Les prévenus sont un couple de diplomates koweïtiens. Ils étaient poursuivis pour traite des êtres humains aux fins d’exploitation économique, non-paiement de salaires et autres infractions au droit social. En première instance, le tribunal avait estimé dans son jugement par défaut du 15 décembre 2021 que les faits de traite étaient avérés et avait condamné le couple par défaut. Entre-temps, les prévenus étaient retournés au Koweït et avaient fait opposition.
La victime, réfugiée d’Éthiopie, est tombée entre les mains de trafiquants d’êtres humains et s’est retrouvée chez les prévenus au Koweït. Elle a commencé à travailler comme aide domestique en 2012. En 2017, elle a suivi la famille en Belgique.
La victime devait travailler 7 jours sur 7 et être prête à servir la famille 24 heures sur 24. Elle n’avait aucun contact avec le monde extérieur, aucune vie privée et à peine quelques affaires personnelles. Elle ne gagnait presque rien. Elle devait manger les restes des repas de la famille. Si les membres de la famille étaient fâchés, ils l’insultaient. Elle ne pouvait pas quitter la maison. Toutes les portes étaient verrouillées en l’absence de la famille. Le couple avait confisqué son passeport.

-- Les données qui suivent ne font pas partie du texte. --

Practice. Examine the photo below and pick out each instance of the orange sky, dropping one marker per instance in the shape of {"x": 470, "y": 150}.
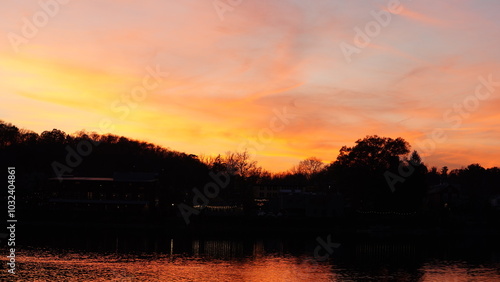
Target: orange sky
{"x": 231, "y": 72}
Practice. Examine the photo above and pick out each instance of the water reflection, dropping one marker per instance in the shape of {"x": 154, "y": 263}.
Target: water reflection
{"x": 155, "y": 257}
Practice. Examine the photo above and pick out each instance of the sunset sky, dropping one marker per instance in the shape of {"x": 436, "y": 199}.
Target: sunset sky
{"x": 234, "y": 70}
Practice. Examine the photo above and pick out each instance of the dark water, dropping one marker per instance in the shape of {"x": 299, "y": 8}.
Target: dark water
{"x": 142, "y": 256}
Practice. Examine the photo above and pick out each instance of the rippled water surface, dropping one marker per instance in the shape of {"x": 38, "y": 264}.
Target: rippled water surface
{"x": 277, "y": 259}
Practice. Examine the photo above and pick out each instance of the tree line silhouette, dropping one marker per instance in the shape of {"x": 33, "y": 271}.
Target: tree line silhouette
{"x": 359, "y": 172}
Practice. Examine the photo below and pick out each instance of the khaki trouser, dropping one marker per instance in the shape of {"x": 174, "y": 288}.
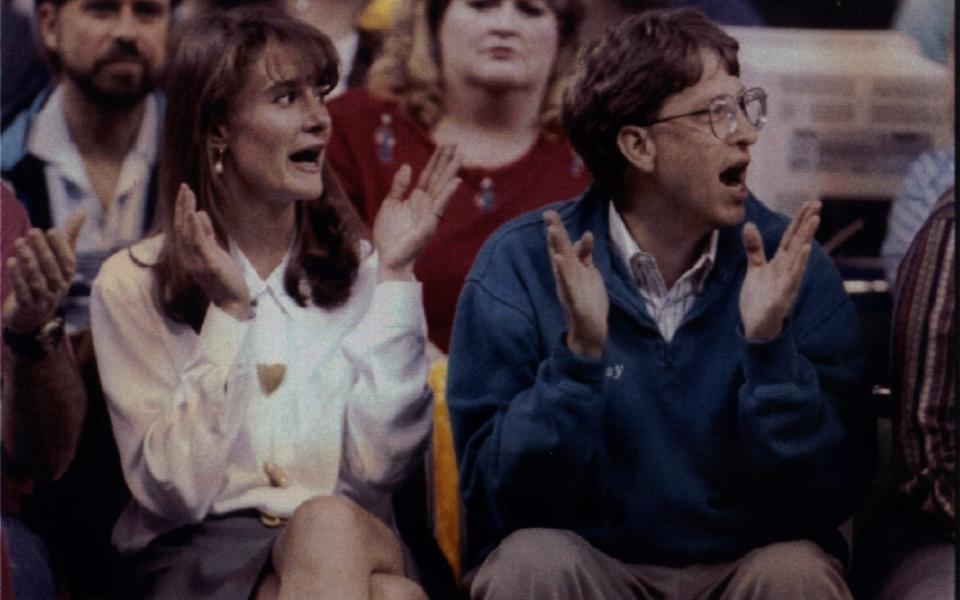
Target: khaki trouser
{"x": 553, "y": 564}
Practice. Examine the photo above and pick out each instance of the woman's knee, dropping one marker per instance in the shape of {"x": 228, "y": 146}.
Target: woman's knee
{"x": 385, "y": 586}
{"x": 336, "y": 526}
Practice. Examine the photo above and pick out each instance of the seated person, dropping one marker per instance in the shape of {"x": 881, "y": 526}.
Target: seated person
{"x": 264, "y": 366}
{"x": 660, "y": 407}
{"x": 922, "y": 539}
{"x": 43, "y": 402}
{"x": 487, "y": 77}
{"x": 928, "y": 177}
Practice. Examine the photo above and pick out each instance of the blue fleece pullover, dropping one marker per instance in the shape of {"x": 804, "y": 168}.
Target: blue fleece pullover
{"x": 690, "y": 451}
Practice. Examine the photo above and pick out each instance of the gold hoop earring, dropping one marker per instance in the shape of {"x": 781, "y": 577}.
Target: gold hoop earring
{"x": 218, "y": 162}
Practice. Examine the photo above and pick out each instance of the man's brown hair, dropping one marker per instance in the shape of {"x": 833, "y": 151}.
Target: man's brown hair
{"x": 626, "y": 76}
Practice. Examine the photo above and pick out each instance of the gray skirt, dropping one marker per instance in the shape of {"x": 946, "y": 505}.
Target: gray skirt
{"x": 221, "y": 558}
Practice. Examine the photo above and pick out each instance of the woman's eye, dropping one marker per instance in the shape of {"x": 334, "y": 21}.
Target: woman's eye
{"x": 531, "y": 9}
{"x": 286, "y": 98}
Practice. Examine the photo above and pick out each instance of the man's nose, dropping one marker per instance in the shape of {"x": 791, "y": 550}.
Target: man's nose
{"x": 746, "y": 133}
{"x": 504, "y": 17}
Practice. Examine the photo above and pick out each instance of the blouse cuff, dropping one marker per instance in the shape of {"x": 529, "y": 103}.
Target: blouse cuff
{"x": 397, "y": 304}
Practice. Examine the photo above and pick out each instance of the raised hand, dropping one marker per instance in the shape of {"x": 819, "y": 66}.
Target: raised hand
{"x": 770, "y": 288}
{"x": 580, "y": 288}
{"x": 212, "y": 267}
{"x": 403, "y": 227}
{"x": 41, "y": 272}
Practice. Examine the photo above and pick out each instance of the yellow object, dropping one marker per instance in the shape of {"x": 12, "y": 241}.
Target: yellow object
{"x": 446, "y": 483}
{"x": 378, "y": 16}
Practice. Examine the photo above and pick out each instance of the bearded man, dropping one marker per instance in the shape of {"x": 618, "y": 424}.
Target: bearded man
{"x": 91, "y": 139}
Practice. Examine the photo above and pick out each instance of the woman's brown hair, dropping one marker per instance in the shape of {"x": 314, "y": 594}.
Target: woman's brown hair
{"x": 211, "y": 56}
{"x": 409, "y": 68}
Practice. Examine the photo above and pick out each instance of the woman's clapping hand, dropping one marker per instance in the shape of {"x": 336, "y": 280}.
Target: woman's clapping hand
{"x": 403, "y": 227}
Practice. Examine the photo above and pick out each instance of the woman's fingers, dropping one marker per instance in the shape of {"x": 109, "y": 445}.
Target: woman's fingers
{"x": 401, "y": 181}
{"x": 447, "y": 172}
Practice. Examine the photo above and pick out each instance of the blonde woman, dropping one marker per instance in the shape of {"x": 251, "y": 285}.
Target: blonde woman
{"x": 487, "y": 74}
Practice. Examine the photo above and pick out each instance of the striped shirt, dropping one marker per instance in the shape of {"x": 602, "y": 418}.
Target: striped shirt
{"x": 924, "y": 356}
{"x": 666, "y": 306}
{"x": 929, "y": 176}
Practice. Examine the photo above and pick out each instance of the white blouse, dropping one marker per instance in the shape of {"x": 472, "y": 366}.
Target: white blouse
{"x": 195, "y": 425}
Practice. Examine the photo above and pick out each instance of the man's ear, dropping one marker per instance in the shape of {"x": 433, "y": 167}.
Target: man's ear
{"x": 47, "y": 21}
{"x": 637, "y": 147}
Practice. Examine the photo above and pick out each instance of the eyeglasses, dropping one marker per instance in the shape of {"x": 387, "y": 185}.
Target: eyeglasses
{"x": 724, "y": 119}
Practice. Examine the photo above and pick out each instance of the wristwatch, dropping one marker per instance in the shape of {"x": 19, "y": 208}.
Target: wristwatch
{"x": 38, "y": 344}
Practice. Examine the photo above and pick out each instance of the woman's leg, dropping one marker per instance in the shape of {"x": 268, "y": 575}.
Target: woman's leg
{"x": 332, "y": 548}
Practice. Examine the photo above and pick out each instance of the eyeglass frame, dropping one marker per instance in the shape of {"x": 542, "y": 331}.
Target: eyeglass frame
{"x": 739, "y": 102}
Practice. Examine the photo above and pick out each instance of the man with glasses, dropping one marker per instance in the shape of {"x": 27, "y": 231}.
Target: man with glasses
{"x": 659, "y": 408}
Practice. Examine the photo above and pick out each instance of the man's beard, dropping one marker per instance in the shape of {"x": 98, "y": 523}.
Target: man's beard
{"x": 118, "y": 95}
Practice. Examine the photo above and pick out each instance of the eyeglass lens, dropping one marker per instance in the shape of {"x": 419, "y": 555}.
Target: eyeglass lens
{"x": 724, "y": 117}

Elle n’a pu s’échapper qu’à la faveur d’un oubli du couple des clés sur la porte durant la nuit. Elle s’est enfuie et a ensuite trouvé refuge chez PAG-ASA.
Sur la base de ces faits, le tribunal a jugé que la traite des êtres humains avec circonstances aggravantes était avérée. La victime était complètement dépendante des prévenus, ce qui faisait d’elle de facto une prisonnière. Ils avaient fait venir la victime avec un visa touristique, alors qu’une procédure spécifique assortie de certaines conditions est prévue pour le personnel domestique diplomatique. Il est invraisemblable que le couple n’en ait pas eu connaissance.
La victime et PAG-ASA s’étaient constitués parties civiles. La victime s’est vu accorder une indemnisation à titre de dommage matériel (33.327,44 euros d’arriérés de salaires) et de dommage moral (5.000 euros). La demande de d’indemnisation de PAG-ASA a été déclarée non fondée.
Un appel a été interjeté et la cour d’appel de Bruxelles s’est prononcée sur l’affaire dans un arrêt du 21 novembre 2024.